#Coinbase The matter of 'arguing' with the White House is fundamentally not an emotional conflict, but a structural collision that will happen sooner or later.

Many people think this is a political disagreement, but it is not.

This is the first time crypto finance has collided head-on with the traditional banking system at the legislative level.

The background is very simple.

After the Trump administration came to power, it released a very clear pro-crypto signal: stablecoin legislation, Bitcoin strategic reserves, and promoting the U.S. to become the 'crypto capital.'

The CLARITY Act is seen as a key step.

Its significance lies not in the details, but in the first attempt to give crypto assets a clear legal position, allowing the industry to truly 'expand legally.'

Coinbase was initially supportive.

Because any clear regulation is better than a gray area.

But the problem lies in a seemingly inconspicuous yet extremely crucial clause:

Can stablecoins pay yields to holders?

This line has stepped on the banks' lifeline.

If stablecoins can pay interest, then functionally they are no longer just "payment tools", but directly comparable to bank deposits.

And it is the kind that circulates 24/7 globally without the need for branches.

This is not optimization; this is substitution.

Thus, the banking lobby emerged.

The terms begin to morph from "clear regulation" to "allowed to exist, but cannot grow".

After realizing the issue, Coinbase chose to confront it.

Brian Armstrong said something very serious:

"Better no bill than a bad bill."

The real meaning of this sentence is:

If the result of legislation is to permanently lock down innovation, then legitimacy itself has no meaning.

Why is the White House angry?

Because from a political perspective, this is "you first promise to cooperate, then change your mind at the last minute".

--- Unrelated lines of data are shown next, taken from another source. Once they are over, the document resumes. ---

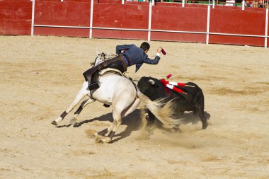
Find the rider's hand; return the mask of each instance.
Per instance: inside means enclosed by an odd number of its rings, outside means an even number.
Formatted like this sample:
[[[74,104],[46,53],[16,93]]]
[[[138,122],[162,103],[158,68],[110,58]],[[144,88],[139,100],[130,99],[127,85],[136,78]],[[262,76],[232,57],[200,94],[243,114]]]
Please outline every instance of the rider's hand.
[[[157,50],[157,52],[158,52],[158,53],[161,53],[161,50],[163,50],[163,48],[162,48],[161,47],[158,47],[158,50]]]

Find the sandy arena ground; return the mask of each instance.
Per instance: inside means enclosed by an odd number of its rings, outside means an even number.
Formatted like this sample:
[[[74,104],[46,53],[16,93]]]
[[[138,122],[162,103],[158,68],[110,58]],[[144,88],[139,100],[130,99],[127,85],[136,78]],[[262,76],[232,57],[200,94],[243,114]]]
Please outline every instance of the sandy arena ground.
[[[72,102],[96,48],[139,40],[0,36],[0,178],[269,178],[269,51],[263,47],[151,42],[168,53],[158,65],[134,67],[134,79],[172,74],[203,90],[202,124],[182,132],[155,129],[138,137],[139,110],[123,120],[112,144],[93,132],[111,122],[111,107],[88,105],[76,127],[51,122]],[[61,125],[68,125],[74,110]],[[186,114],[188,117],[192,115]]]

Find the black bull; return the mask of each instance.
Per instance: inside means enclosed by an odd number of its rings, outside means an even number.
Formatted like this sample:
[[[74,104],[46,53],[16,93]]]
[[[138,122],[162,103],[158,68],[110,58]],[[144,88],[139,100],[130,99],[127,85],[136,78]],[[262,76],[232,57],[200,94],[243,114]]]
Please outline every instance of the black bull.
[[[159,80],[152,77],[142,77],[138,81],[137,86],[140,91],[148,96],[151,100],[166,98],[166,102],[173,99],[175,107],[175,118],[182,117],[185,111],[193,111],[193,115],[198,114],[202,124],[202,129],[207,127],[207,117],[204,111],[205,100],[202,91],[199,86],[192,82],[185,83],[189,86],[178,86],[187,93],[178,93],[165,87]],[[149,111],[149,122],[155,120],[155,117]]]

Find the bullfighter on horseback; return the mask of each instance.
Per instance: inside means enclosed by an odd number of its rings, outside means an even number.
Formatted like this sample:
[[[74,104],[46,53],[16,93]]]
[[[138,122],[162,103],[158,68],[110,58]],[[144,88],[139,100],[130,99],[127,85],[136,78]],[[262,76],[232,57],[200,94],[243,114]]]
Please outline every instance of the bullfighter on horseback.
[[[140,47],[133,44],[117,45],[117,57],[105,61],[88,69],[83,74],[86,81],[88,83],[88,90],[96,90],[100,87],[99,83],[95,79],[95,74],[101,69],[113,68],[125,73],[128,67],[135,64],[135,72],[137,72],[144,63],[157,64],[161,59],[160,53],[163,49],[161,47],[159,47],[154,59],[151,59],[147,54],[149,48],[149,44],[146,42],[142,43]]]

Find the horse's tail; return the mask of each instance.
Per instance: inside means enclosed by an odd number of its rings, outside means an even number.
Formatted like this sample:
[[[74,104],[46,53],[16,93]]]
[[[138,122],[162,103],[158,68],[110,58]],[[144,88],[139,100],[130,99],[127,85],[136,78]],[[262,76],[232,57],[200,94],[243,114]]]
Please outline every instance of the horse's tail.
[[[161,98],[152,101],[139,91],[137,91],[137,96],[152,114],[163,123],[164,127],[173,128],[181,123],[180,120],[173,118],[174,112],[172,100],[166,103],[165,98]]]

But from an industry perspective, this is a bottom-line conflict.

Coinbase is not competing for a business but fighting for survival space in the future of crypto finance.

What this matter truly exposes is a long-ignored fact:

Cryptocurrency is not challenging regulation,

But rather challenging the banking system itself.

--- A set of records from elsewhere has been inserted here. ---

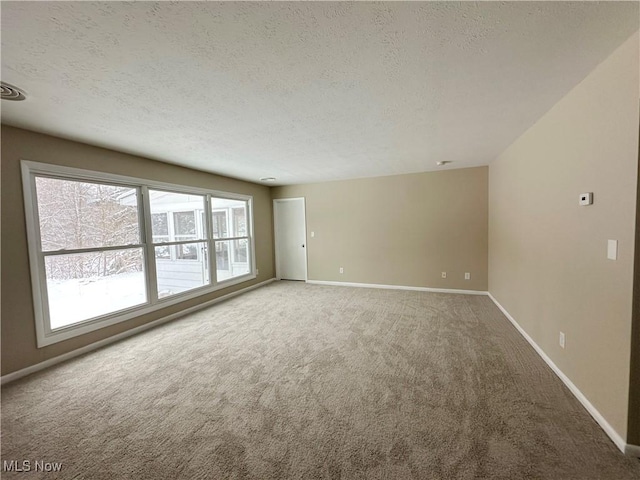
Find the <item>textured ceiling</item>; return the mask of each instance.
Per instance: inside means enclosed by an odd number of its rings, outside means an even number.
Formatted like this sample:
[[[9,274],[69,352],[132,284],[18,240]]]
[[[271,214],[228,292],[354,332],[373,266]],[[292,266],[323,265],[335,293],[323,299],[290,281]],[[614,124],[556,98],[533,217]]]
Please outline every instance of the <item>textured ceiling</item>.
[[[2,2],[2,121],[277,184],[486,165],[637,2]]]

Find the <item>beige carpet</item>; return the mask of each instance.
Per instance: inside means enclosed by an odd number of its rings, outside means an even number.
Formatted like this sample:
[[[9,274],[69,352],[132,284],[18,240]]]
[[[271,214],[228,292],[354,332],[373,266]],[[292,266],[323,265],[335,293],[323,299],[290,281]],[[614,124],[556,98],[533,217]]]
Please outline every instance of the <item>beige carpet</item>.
[[[638,479],[487,297],[278,282],[14,382],[3,478]]]

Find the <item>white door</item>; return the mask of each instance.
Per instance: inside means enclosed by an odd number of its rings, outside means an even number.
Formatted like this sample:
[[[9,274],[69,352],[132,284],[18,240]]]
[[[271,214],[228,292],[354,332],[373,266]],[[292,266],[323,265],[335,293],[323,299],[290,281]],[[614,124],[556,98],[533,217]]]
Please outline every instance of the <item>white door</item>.
[[[307,228],[304,198],[273,201],[276,240],[276,277],[307,280]]]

Once stablecoins can legally pay interest,

Deposits are no longer a natural moat for banks.

The US dollar no longer flows only through the banking system.

So this conflict is destined to be difficult to resolve easily with "compromise".

In the short term, this is a legislative game.

In the medium term, this is a struggle for financial discourse power.

In the long term, this is a watershed moment for whether the US dollar system will partially migrate to the blockchain.

This is not Coinbase vs the White House.

This is Crypto-native Finance vs Banking System.

What the market should really ask is not "who won this time",

But rather:

If stablecoins are eventually allowed to pay interest, what will the entire financial structure look like?

Setting aside interests, the advantages of crypto over banks can easily demonstrate advantages in transparency, cost, and efficiency. Costs are infinitely low, and efficiency is infinitely high.

Adding interests, the underlying logic supports huge benefits, and users are unaware. The potential for change is there; whether it is Coinbase or not is unimportant. The current outcome is also not very important; its commercial potential will excite or frighten everyone at the table.

That day may be closer than many people imagine.